The remaining loans in forbearance were made up of 21.32% in the initial phase while 1.92% are forbearance re-entries.

Overall, the MBA estimates 2.7 million homeowners are still in some form of mortgage forbearance.

Last week, Fratantoni urged borrowers to contact their servicers for relief and access to options. However, for the third week in a row, the number of borrowers who did not make all of their monthly payments and exited forbearance without a loss mitigation plan in place rose to 12.9% from 12.8% the week prior. That number encompasses those who have exited forbearance from the period of June 1 through Nov. 1.

Of the cumulative forbearance exits for the same time period, 30.5% were borrowers who continued to make their monthly payments during their forbearance period.
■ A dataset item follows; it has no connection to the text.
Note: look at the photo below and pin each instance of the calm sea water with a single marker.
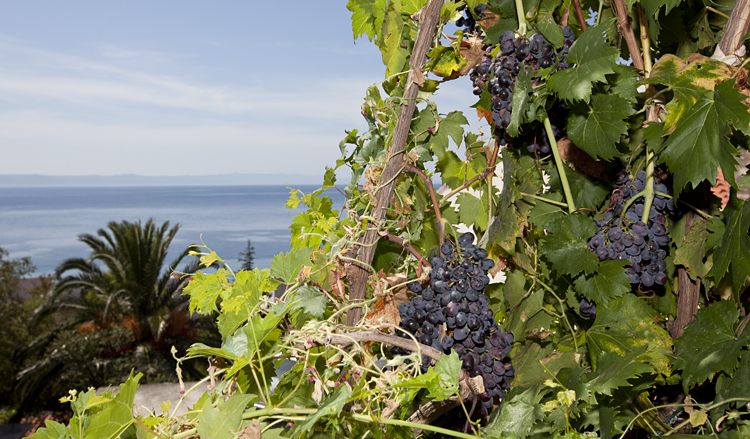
(44, 223)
That number is down from 30.6% reported in the week prior.

Despite the slight uptick in forbearances, Fratantoni noted incoming housing market data has shown resilience reflected in existing-home sales for October reaching their fastest pace since 2005

“However, renewed weakness in the latest job market data indicate that many homeowners are continuing to experience severe hardships due to the pandemic and still need the support that forbearance provides,” Fratantoni said.

But that deadline is fast approaching. The housing industry is a little over a month away now from its cutoff for single-family homeowners to request forbearance through Dec. 31, 2020, for loans backed by the FHA and the Federal Housing Finance Agency – the same day the foreclosure moratoria are also set to expire.